The research study will determine whether an investigational drug 99mTc-MIP-1404 is effective in detecting prostate cancer tissue within the prostate gland and elsewhere in your body when used with imaging techniques. This study will be for patients that will be undergoing a Radical Prostatectomy with extended pelvic lymph node dissection as treatment for prostate cancer. This is not a treatment based study.

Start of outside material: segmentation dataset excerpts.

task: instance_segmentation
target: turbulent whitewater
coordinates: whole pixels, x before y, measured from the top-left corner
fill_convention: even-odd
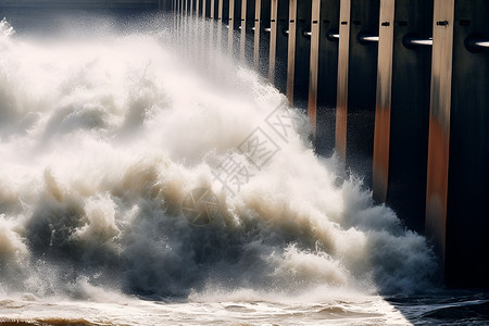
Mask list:
[[[314,306],[312,324],[375,319],[393,313],[378,293],[430,287],[425,238],[317,156],[306,123],[286,138],[268,123],[300,111],[210,52],[203,23],[175,39],[146,20],[51,38],[1,23],[0,321],[266,324]],[[250,165],[240,146],[256,130],[275,151],[230,192],[216,170]],[[183,213],[196,188],[217,198],[209,225]]]

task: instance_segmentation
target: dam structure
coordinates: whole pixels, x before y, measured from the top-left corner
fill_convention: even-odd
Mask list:
[[[429,239],[448,286],[489,285],[489,2],[166,5],[224,24],[228,47],[308,112],[316,151]]]
[[[427,237],[440,280],[489,287],[488,1],[0,1],[27,7],[162,10],[180,28],[208,23],[216,45],[308,113],[318,154],[336,153],[377,203]]]

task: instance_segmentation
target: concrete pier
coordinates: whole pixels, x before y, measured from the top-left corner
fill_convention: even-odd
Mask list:
[[[336,152],[377,203],[426,235],[440,280],[489,287],[487,0],[0,0],[27,7],[218,22],[211,46],[308,112],[317,153]]]

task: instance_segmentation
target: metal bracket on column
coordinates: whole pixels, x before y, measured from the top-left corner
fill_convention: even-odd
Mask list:
[[[348,65],[350,55],[350,9],[351,0],[340,2],[340,25],[338,43],[338,90],[336,100],[335,148],[340,159],[347,159],[348,114]]]
[[[319,68],[319,20],[321,0],[312,0],[311,12],[311,60],[309,71],[308,116],[313,125],[313,136],[316,135],[317,113],[317,74]],[[309,34],[308,34],[309,35]]]
[[[426,187],[426,235],[444,262],[454,0],[435,0]]]
[[[415,49],[417,47],[432,47],[432,37],[422,38],[415,34],[406,34],[402,38],[402,43],[408,49]]]
[[[389,178],[390,109],[392,95],[394,0],[380,0],[377,89],[375,103],[373,188],[374,197],[386,201]]]
[[[229,0],[229,29],[227,30],[227,51],[233,54],[233,33],[235,32],[235,0]]]
[[[287,55],[287,99],[293,104],[293,82],[296,78],[296,30],[297,30],[297,1],[289,0],[289,45]]]
[[[217,3],[217,48],[221,49],[223,42],[223,0]]]

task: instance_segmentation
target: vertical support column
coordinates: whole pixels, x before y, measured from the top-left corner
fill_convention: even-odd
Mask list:
[[[386,201],[389,177],[394,0],[380,0],[374,131],[374,197]]]
[[[289,0],[289,45],[287,55],[287,99],[293,104],[293,82],[296,78],[296,33],[297,0]]]
[[[266,0],[265,0],[266,1]],[[254,48],[253,48],[253,63],[254,68],[259,71],[260,68],[260,21],[262,13],[262,0],[255,0],[254,5]]]
[[[313,136],[316,135],[317,112],[317,73],[319,68],[319,26],[321,0],[312,1],[311,12],[311,60],[309,70],[308,116],[313,125]]]
[[[348,114],[348,66],[350,55],[350,9],[351,0],[340,2],[340,26],[338,43],[338,90],[336,100],[337,154],[344,163],[347,159],[347,114]]]
[[[227,30],[227,51],[233,54],[233,33],[235,32],[235,0],[229,0],[229,29]]]
[[[454,0],[435,0],[426,234],[446,259]],[[468,236],[468,235],[467,235]]]
[[[269,13],[269,61],[268,61],[268,82],[275,84],[275,61],[277,57],[277,13],[278,0],[271,0]]]
[[[250,0],[252,1],[252,0]],[[246,43],[247,43],[247,0],[241,0],[241,37],[239,39],[240,43],[240,57],[241,60],[246,59]]]

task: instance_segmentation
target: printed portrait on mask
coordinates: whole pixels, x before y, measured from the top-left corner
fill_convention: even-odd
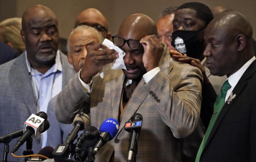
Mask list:
[[[181,53],[182,54],[187,53],[187,48],[184,43],[184,40],[182,38],[180,37],[177,37],[174,40],[174,44],[175,45],[175,48],[177,51]]]

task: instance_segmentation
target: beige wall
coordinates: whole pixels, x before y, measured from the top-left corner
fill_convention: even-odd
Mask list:
[[[147,14],[156,21],[159,13],[170,6],[179,6],[192,1],[174,0],[0,0],[0,20],[13,16],[21,17],[23,11],[36,4],[48,6],[56,14],[59,19],[60,35],[68,38],[73,27],[75,19],[83,10],[95,7],[106,17],[109,31],[118,32],[122,20],[127,15],[141,13]],[[210,8],[224,6],[244,14],[251,22],[256,38],[256,0],[204,0],[195,1],[204,3]]]

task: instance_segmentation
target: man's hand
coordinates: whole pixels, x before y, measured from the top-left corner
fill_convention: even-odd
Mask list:
[[[142,61],[147,72],[159,66],[164,48],[155,35],[146,36],[139,41],[144,48]]]
[[[101,44],[88,45],[87,48],[87,55],[80,72],[80,78],[84,82],[89,84],[103,66],[114,62],[119,55],[114,49],[109,49]]]
[[[188,57],[187,56],[186,54],[183,55],[180,52],[176,51],[174,51],[172,49],[171,49],[170,51],[170,53],[174,59],[177,60],[179,62],[186,63],[191,64],[195,67],[197,67],[202,72],[203,76],[204,77],[204,84],[208,84],[210,82],[210,81],[206,75],[205,69],[204,69],[204,67],[201,64],[201,62],[199,59]]]

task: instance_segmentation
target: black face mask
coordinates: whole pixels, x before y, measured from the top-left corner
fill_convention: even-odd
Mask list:
[[[171,45],[182,54],[188,57],[203,59],[204,50],[204,40],[199,39],[199,31],[177,30],[172,33]]]

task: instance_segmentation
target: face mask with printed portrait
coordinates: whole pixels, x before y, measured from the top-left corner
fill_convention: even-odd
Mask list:
[[[183,55],[200,58],[199,56],[203,56],[202,46],[204,45],[204,40],[199,39],[199,34],[203,29],[204,28],[199,31],[177,30],[172,33],[171,45]]]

This is a multi-center, 6000 subject validation study of several biomarkers for early detection of colon and/or rectal cancer. There are 2 stool based biomarkers (one is a panel) and 1 serum based biomarker being validated in this study. The biomarkers will be compared with colonoscopy and with FIT (fecal immunohistochemistry) tests which are the current standards for colon cancer screening.

The main purpose of this study is to examine the safety of the study drug in patients with locally advanced unresectable pancreatic adenocarcinoma. The study team would like to know about any side effects a patient may have when given the study drug. Another goal of the study is to determine if combining dendritic cells and the study drug can be possibly used as a vaccine for this disease. Dendritic cells are cells that are present in the body’s immune system that help your body fight disease.